News of poor recycling rates of coffee cups hit the headlines on Tuesday (15 March) after the Times learnt that just one in 400 cups are currently being recycled.

The issue was then compounded further through a new round of campaigning from TV chef turned eco-warrior Hugh Fearnley-Whittingstall. Hitting the streets of London in bus decorated with hundreds of coffee cups, the chef announced that his popular ‘War on Waste’ TV series had averted its attention directly on the high-street coffee shops.

“The truth is, [the cups] are barely recyclable at all – in the everyday, commonly understood sense of the word,” Fearnley-Whittingstall said. “They cannot be recycled through any of the normal public waste collection services – who are consistently diverting them to be incinerated or sent to landfill.

“The coffee companies are taking advantage of the public’s false confidence in their responsible actions. They are actively encouraging the misunderstanding, with claims and statements on their websites. And two of the biggest – Costa and Starbucks – seem to be the worst culprits.”

The reason that coffee cups are so difficult to recycle is because they are sealed with a polyethylene (plastic) lining on the interior. This lining – which is used in both Costa and Starbucks cups – is bonded tightly to the paper to prevent if from going soggy, but polyethylene can’t be recycled along with ordinary paper waste by local councils.

Goodwin pointed out that Simply Cups’ two UK facilities are capable of recycling high street paper cups which are lined with polyethylene, but the cups still need to be provided to these plants “in an appropriate form and free from contamination”.

Goodwin is now calling on both the suppliers and brands to reach out to Simply Cups in order to increase recycling efforts. “Viable solutions are already available and so we would urge producers, users and brands to engage with us as soon as possible and take positive action,” he said.

Simply Cups currently has a target in place to recycle six million cups by the end of 2016. Goodwin realises that this ambition must be raised ‘much higher’, but would prove futile without this holistic collaboration.

Coffee cup tax?

While Simply Cups is calling for a collaborative solution among industry, Environment Minister Rory Stewart this week urged the House of Commons to impose a coffee cup tax to address the “huge” recycling problem.

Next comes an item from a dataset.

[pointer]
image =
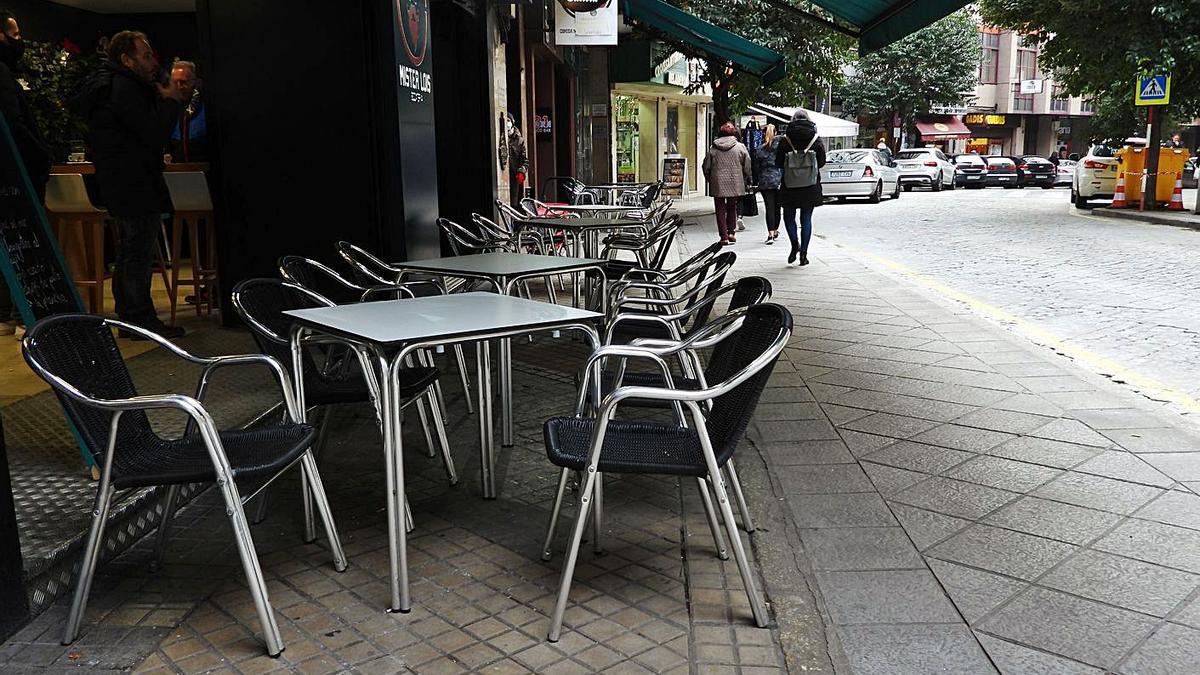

Stewart cited the success of the UK-wide plastic bag levy as a case in point. “Having tackled plastic bags – I hope everybody in the House would agree the plastic bag tax has been a success – coffee cups seem to be a very good thing to look at next,” he said.

The Government has reportedly since dismissed Stewart’s idea, claiming there are no plans to introduce a new levy of this kind – an announcement described by the Telegraph as the ‘quickest U-turn on record’.